Well, this was fun—my first Rust project! The main goal was that I needed a small project touching on a bunch of little things that I could slowly iterate and improve on as I learn more about the Rust language.
This project came about because I recently rediscovered my interest in Morse Code. It got me thinking about what makes someone fluent in a language, or at least fluent in vocabulary. The idea was, if I were to provide a vocabulary list of the top 1000 most used words in the English language, how far would that take you in an average everyday conversation, a news article, or even a book? Could you approach learning using the 80/20 rule? What if you wanted to experiment and develop your own word lists, maybe context specific words, or maybe go the next level with popular phrases?
On my quest to learn Morse Code, I might fork this into something more specialized or, expand this into other languages, and finally get back to learning German again. But if all fails, at least I'm learning Rust, eh?
brew install rustup
rustup-init
cargo install
cargo run -- "I am a sentence with words" ./english-words/5000-top-words.txt
or
./english_vocab "I am a sentence with words" ./english-words/5000-top-words.txt
Using the supplied 2500 most popular English words and using a random paragraph generator, here is what it looks like.
cargo run -- "If you're looking for random paragraphs, you've come to the right place. When a random word or a random sentence isn't quite enough, the next logical step is to find a random paragraph. We created the Random Paragraph Generator with you in mind. The process is quite simple. Choose the number of random paragraphs you'd like to see and click the button. Your chosen number of paragraphs will instantly appear." ./english-words/2500-top-words.txt
Results
Original paragraph:
If you're looking for random paragraphs, you've come to the right place. When a random word or a random sentence isn't quite enough, the next logical step is to find a random paragraph. We created the Random Paragraph Generator with you in mind. The process is quite simple. Choose the number of random paragraphs you'd like to see and click the button. Your chosen number of paragraphs will instantly appear.
Normalized paragraph:
if youre looking for random paragraphs youve come to the right place when a random word or a random sentence isnt quite enough the next logical step is to find a random paragraph we created the random paragraph generator with you in mind the process is quite simple choose the number of random paragraphs youd like to see and click the button your chosen number of paragraphs will instantly appear
Understood paragraph:
if _ looking for random _ _ come to the right place when a random word or a random _ _ quite enough the next _ step is to find a random _ we created the random _ _ with you in mind the process is quite simple choose the number of random _ _ like to see and click the button your _ number of _ will _ appear
Unique words: 49
Found words: 38
Total unknown words: 11
Unknown word list: isnt, paragraph, chosen, logical, youd, paragraphs, generator, youre, instantly, sentence, youve
Understanding: 77.55%
In the english-words
folder, I have supplied a great resource of the 10,000 most common English words or order of frequency, which I have borrowed from https://github.com/first20hours/google-10000-english/.

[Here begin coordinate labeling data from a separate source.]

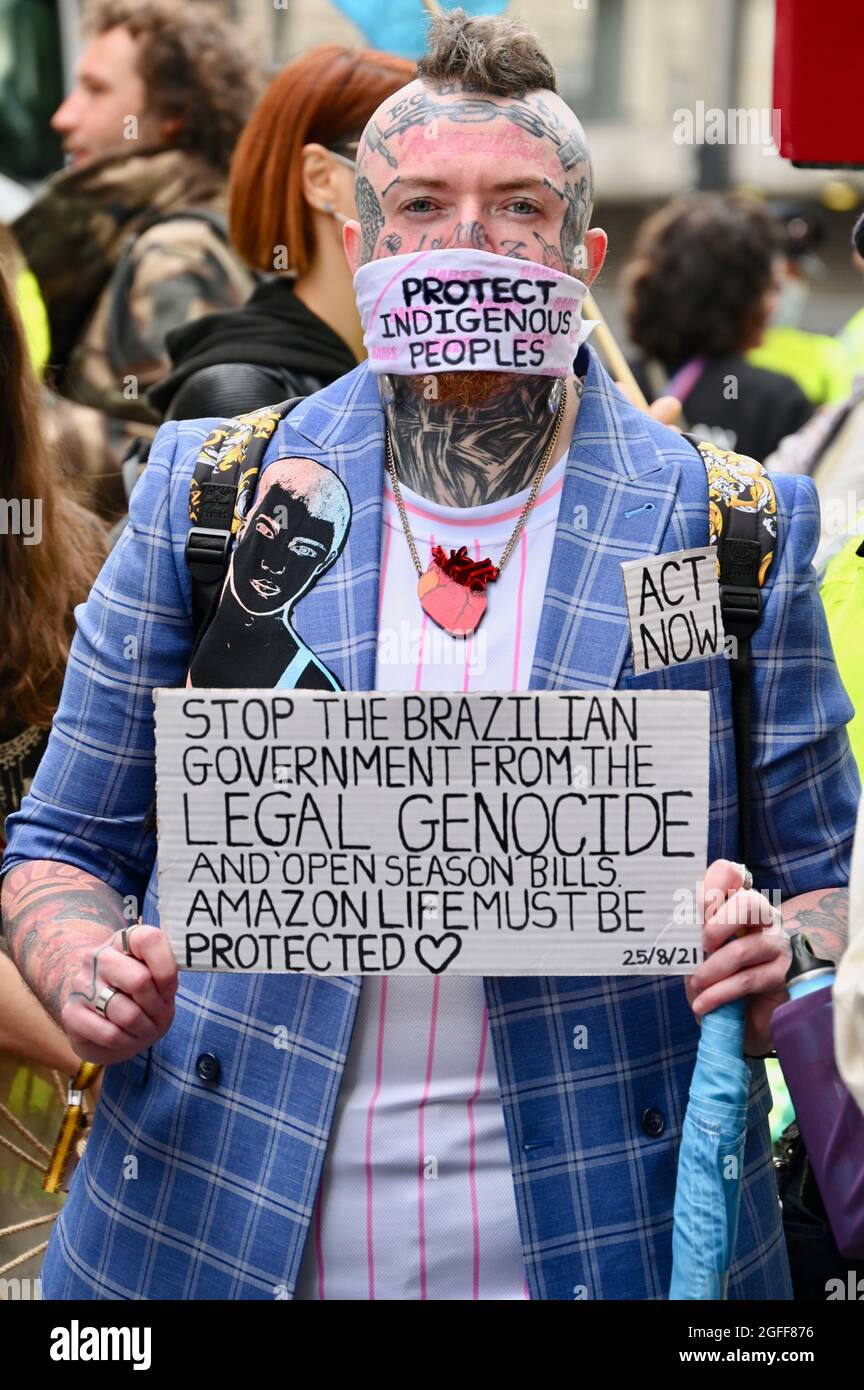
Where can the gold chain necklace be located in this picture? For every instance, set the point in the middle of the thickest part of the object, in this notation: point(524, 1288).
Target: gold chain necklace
point(453, 590)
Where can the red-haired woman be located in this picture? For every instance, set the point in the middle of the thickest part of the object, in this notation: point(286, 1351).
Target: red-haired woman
point(50, 552)
point(292, 186)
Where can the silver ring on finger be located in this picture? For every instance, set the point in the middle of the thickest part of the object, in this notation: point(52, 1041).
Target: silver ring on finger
point(103, 1000)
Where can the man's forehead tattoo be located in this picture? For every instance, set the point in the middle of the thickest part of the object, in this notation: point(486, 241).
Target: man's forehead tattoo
point(463, 109)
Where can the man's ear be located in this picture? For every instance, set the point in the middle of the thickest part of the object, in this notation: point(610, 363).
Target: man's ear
point(589, 255)
point(352, 241)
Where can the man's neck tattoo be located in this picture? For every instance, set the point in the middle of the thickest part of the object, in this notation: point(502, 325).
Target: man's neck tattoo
point(466, 455)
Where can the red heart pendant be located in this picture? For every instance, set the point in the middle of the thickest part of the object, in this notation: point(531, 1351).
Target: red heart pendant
point(453, 606)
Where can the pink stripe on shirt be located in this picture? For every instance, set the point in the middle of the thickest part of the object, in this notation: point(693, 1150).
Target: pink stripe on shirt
point(517, 649)
point(368, 1139)
point(475, 1222)
point(424, 1101)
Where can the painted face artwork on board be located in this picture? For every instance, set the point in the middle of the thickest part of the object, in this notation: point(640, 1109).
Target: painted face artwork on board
point(293, 533)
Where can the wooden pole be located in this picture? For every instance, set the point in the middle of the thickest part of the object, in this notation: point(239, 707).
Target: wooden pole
point(616, 360)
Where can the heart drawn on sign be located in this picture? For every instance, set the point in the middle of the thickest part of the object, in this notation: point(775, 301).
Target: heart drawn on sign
point(436, 952)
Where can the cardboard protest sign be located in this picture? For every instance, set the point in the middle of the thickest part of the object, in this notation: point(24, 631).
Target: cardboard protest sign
point(673, 605)
point(534, 833)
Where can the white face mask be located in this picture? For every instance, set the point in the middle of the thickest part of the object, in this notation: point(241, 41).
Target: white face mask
point(468, 310)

To create your own variation from this list, for example, you want to see the impact of knowing just 500 of the most frequently used words, or maybe 5000, you can run this on Linux or MacOs:
head -500 english-words/google-10000-english/google-10000-english-usa-no-swears.txt > english-words/500-top-words.txt
Another resource I came across was this list of over 466,000 words which can be found here https://github.com/dwyl/english-words, however these
A few things I would like to improve on:
- Read the vocab file line by line instead of reading the whole thing into memory
- Maybe offer support for CSV files vs single word lines, or autodetect
- I would also like to pre-bundle a few vocab files with the project for various learning methodologies/strategies
- 20 mins in, I started to wonder about naming conventions, utility files, etc
- Probably handle errors better. I wonder what I can do to crash this thing?
- Ideally I would like to have smaller more functional style functions
- Introduce some testing. Testing things like unicode characters, utility functions around normalizing, and calculating results, etc
- Provide some better command line support in the form of flags, options and arg error handling
- Answer the question: will I ever be a die hard Rustacean? I hope so!